Hierarchical quantum master equation approach to charge transport in molecular junctions with time-dependent molecule-lead coupling strengths

TL;DR

This paper presents a hierarchical quantum master equation method for accurately modeling time-dependent charge transport in molecular junctions, accounting for dynamic molecule-lead interactions and energy level fluctuations.

Contribution

It introduces a numerically exact approach to study time-dependent transport phenomena in molecular electronics, including varying coupling strengths and energy levels.

Findings

Time-dependent molecule-lead coupling significantly affects electronic current.

The hierarchical quantum master equation provides precise solutions for dynamic transport.

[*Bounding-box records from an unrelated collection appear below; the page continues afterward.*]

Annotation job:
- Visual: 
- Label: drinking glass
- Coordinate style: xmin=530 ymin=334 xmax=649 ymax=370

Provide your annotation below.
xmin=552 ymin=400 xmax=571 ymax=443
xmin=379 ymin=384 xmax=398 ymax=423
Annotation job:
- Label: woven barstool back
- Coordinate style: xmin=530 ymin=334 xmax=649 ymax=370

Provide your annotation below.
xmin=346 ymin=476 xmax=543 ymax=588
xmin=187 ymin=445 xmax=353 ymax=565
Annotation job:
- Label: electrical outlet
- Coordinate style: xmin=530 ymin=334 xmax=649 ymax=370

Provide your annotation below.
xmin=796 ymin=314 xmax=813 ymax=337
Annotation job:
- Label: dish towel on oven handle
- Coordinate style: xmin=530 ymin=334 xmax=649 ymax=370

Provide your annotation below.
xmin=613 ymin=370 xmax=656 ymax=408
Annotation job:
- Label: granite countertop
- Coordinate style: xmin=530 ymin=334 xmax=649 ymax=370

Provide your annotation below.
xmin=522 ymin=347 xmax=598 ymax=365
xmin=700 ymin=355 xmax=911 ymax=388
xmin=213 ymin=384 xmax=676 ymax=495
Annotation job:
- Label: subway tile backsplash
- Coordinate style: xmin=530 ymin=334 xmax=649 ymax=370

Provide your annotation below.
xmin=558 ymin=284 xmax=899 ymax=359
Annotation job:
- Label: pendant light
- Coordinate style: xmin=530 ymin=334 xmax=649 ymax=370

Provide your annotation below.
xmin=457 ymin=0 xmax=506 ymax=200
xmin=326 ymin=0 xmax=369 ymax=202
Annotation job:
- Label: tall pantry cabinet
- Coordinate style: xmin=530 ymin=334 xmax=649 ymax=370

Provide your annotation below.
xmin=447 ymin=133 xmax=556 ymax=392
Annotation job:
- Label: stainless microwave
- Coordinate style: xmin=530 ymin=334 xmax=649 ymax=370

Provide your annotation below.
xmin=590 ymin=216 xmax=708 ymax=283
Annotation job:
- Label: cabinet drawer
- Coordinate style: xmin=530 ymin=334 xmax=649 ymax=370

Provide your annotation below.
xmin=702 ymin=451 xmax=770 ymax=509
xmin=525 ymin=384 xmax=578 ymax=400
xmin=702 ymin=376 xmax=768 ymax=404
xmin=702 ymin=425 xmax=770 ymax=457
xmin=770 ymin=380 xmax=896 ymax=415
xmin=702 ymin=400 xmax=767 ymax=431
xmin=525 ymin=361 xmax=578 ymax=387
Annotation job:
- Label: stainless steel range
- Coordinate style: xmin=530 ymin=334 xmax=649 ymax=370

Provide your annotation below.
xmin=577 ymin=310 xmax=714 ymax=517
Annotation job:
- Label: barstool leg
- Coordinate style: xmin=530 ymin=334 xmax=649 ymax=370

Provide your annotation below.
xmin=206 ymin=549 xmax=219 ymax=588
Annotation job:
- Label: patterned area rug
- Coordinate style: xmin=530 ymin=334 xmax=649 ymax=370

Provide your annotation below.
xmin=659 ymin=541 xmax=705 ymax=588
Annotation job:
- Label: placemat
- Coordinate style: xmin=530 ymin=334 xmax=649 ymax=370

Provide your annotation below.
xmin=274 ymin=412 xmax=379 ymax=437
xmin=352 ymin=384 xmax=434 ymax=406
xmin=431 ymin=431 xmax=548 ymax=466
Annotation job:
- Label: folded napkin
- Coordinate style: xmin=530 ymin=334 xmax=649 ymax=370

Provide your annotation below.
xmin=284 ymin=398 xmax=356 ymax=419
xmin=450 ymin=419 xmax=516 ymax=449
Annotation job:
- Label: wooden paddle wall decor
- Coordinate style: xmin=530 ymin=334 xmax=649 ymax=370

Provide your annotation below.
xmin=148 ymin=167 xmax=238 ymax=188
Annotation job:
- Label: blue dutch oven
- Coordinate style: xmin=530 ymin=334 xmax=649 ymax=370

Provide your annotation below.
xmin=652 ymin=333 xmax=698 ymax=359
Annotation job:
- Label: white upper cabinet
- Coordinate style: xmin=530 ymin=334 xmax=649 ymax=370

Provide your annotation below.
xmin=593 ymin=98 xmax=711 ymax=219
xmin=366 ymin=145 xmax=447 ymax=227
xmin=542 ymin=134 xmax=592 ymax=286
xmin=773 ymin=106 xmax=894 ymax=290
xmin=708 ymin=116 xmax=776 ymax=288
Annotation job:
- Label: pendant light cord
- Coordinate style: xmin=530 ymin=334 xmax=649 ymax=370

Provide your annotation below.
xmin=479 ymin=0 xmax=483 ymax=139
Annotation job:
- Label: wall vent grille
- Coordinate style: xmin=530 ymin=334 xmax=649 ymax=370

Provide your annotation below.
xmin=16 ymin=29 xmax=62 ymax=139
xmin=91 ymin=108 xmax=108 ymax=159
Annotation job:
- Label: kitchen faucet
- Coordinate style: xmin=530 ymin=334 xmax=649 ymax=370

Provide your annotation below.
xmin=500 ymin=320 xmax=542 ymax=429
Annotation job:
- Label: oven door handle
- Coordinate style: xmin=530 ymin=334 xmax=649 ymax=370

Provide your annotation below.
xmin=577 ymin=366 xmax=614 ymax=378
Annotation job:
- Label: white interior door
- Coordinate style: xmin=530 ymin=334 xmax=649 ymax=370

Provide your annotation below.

Model analysis reveals detailed influence of external fluctuations on current.

Abstract

Time-dependent currents in molecular junctions can be caused by structural fluctuations or interaction with external fields. In this publication, we demonstrate how the hierarchical quantum master equation approach can be used to study time-dependent transport in a molecular junction. This reduced density matrix methodology provides a numerically exact solution to the transport problem including time-dependent energy levels, molecule-lead coupling strengths and transitions between electronic states of the molecular bridge. Based on a representative model, the influence of a time-dependent molecule-lead coupling on the electronic current is analyzed in some detail.